Perçues comme une sorte de compensation offerte à la famille de la jeune femme, les tractations ont lieu entre les deux familles, sans que la future mariée n’ait son mot à dire, voire n’en soit simplement avisée. Et du jour au lendemain, elle se retrouve promise à un homme. En Afrique du Sud, où cette pratique est encore très vivace, les jeunes filles s’insurgent contre leur «chosification», alors même qu’elles sont éduquées et poursuivent des études supérieures. «J’aime mon fiancé, je l’aime vraiment, mais je n’étais pas prête pour le mariage. Mais puisqu’il est allé voir ma famille, je n’ai plus le choix», déplore dans le journal Sikhakhane, 22 ans, qui étudie à l’université. 

«Une famille pour toujours»

Tout d’abord, cette somme peut servir à «dédommager» les parents de la jeune femme, qui ont investi dans son éducation, sa subsistance, son habillement et ses études. Mais surtout, la phase de négociations permet aux deux familles de se connaître et, à terme, de ne plus faire qu’une.

Citée par The Christian Science Monitor, une cinéaste, Madame Hlophe, qui réalise un documentaire sur cette coutume (Lobola: le vrai prix de la mariée, sortie prévue en 2019), reconnaît que les proches des deux parties «ont des discussions soutenues, ils se lient et mangent ensemble. Ils ont coutume de dire que ceux qui participent aux négociations sont les gens que vous appelerez en cas de problème ou quand vous aurez quelque chose à célébrer. A partir de ce moment-là, vous êtes une famille pour toujours.» Beaucoup d’hommes considèrent qu’en s’acquittant de la lobola, ils font la preuve de leur capacité à fonder et entretenir une famille.

«Monnaie sociale»

«De plus, les têtes de bétail sont une monnaie sociale, rajoute-t-elle. Celle-ci a une valeur symbolique dans la société traditionnelle. Mais maintenant, la lobola est convertie en espèces et nous ramène à « combien vaut la mariée ».» D’ailleurs, partant à l’origine d’une simple blague, il existe même désormais des logiciels qui permettent d’évaluer la valeur marchande d’une mariée, en fonction de divers critères, qui vont de la virginité au nombre d’années d’études…
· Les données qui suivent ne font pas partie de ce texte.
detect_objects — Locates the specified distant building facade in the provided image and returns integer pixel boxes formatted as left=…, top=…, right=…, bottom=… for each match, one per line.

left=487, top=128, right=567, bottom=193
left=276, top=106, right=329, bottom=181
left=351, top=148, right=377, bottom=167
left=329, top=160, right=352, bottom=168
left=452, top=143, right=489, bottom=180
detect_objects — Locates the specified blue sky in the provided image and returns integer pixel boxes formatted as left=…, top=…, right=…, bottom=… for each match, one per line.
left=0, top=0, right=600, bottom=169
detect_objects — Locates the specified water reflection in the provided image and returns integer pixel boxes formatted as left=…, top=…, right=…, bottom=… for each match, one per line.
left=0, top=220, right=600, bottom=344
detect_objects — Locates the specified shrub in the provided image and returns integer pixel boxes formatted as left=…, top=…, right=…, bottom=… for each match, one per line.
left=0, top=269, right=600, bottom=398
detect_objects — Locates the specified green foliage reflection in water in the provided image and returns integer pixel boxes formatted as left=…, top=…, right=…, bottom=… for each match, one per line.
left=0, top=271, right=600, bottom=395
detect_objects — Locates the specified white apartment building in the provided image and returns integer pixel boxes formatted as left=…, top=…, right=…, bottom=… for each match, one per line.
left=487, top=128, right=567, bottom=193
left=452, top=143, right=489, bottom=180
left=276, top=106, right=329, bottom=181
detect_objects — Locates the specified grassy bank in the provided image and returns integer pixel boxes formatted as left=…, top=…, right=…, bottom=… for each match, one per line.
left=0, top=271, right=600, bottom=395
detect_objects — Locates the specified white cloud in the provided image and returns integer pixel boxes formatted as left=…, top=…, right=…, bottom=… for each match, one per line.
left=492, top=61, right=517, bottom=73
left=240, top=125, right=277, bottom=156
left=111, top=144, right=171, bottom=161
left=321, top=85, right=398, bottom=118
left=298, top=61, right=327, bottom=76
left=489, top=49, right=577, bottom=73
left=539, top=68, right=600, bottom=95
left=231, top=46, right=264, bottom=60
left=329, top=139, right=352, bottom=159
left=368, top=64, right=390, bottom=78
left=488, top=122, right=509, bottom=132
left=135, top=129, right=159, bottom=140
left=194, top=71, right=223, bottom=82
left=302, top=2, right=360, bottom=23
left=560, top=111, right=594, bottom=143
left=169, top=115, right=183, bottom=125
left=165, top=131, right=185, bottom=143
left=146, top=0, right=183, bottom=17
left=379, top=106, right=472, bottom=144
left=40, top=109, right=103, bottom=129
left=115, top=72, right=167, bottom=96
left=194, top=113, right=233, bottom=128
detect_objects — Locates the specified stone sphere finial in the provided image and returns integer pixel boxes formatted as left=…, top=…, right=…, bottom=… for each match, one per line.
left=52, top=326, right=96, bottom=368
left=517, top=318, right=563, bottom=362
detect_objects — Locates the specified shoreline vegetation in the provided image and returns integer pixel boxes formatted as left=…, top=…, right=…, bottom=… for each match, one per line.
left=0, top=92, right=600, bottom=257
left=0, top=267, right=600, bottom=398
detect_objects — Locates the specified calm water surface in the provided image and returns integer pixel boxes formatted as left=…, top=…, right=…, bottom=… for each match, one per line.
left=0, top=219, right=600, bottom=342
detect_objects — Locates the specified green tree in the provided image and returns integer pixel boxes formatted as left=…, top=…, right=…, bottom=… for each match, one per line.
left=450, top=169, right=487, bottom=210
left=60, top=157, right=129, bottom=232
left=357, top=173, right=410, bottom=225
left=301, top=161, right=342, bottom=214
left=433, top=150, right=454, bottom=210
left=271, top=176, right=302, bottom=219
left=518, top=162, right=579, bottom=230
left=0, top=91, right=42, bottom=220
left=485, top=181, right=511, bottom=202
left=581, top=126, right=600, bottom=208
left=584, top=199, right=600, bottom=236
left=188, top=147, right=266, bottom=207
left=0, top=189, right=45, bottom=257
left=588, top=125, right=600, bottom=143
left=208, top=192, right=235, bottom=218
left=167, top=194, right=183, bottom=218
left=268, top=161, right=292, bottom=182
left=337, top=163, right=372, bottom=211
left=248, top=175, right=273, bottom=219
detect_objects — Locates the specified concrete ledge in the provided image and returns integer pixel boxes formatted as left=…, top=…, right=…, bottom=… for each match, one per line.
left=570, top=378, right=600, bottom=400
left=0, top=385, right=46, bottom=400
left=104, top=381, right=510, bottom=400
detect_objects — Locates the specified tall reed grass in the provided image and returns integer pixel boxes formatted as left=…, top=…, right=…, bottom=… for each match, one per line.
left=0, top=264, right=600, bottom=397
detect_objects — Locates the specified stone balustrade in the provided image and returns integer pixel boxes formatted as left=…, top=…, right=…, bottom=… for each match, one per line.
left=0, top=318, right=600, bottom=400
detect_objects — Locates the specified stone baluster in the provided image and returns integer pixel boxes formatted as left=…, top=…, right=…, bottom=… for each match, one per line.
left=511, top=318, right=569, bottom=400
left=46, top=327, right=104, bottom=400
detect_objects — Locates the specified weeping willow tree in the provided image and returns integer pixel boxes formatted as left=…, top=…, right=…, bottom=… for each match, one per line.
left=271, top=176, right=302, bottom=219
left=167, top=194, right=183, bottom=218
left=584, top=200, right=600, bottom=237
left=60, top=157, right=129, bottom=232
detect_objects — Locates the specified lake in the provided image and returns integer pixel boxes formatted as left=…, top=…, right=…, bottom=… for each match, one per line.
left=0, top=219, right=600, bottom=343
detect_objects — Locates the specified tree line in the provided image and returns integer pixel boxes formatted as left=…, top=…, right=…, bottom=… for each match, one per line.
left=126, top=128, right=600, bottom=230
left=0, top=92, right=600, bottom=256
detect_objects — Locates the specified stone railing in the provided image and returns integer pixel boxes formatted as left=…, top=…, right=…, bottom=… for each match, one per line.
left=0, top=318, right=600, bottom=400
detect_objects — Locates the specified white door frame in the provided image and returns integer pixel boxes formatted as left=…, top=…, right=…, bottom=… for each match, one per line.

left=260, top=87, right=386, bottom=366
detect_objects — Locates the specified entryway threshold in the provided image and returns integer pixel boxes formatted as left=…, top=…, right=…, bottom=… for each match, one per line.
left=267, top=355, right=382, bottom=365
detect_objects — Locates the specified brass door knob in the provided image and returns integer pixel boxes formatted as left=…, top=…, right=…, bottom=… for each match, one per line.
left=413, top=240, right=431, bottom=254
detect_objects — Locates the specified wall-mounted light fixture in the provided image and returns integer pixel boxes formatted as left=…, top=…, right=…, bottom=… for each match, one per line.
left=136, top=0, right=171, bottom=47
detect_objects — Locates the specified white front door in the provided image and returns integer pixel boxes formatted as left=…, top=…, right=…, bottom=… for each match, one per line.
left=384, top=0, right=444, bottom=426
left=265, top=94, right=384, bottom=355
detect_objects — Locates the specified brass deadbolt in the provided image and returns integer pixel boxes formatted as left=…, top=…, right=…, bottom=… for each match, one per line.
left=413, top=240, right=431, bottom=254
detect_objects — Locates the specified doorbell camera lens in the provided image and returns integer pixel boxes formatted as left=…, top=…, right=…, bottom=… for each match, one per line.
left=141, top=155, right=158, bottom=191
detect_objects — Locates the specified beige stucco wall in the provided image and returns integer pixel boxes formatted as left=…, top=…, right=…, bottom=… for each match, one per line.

Des risques de violence domestique

A brève échéance, cet argent peut faire défaut au couple qui démarre, puisqu’il revient aux parents de la mariée. Autre problème, et non des moindres, induit par cette coutume, certains hommes se sentent propriétaires de leur épouse puisqu’ils ont payé pour elles. Nizipho Mvune, étudiante en doctorat sur les genres, constate que le paiement de la lobola retire aux femmes la légitimité pour imposer leurs décisions et aggrave les risques de violence domestique.

La parade

Les jeunes, qui refusent de se plier à la lobola, ont trouvé la parade en cohabitant. Les couples s’installent ensemble, sans mariage. D’autres s’y plient juste «pour le salut de leur famille».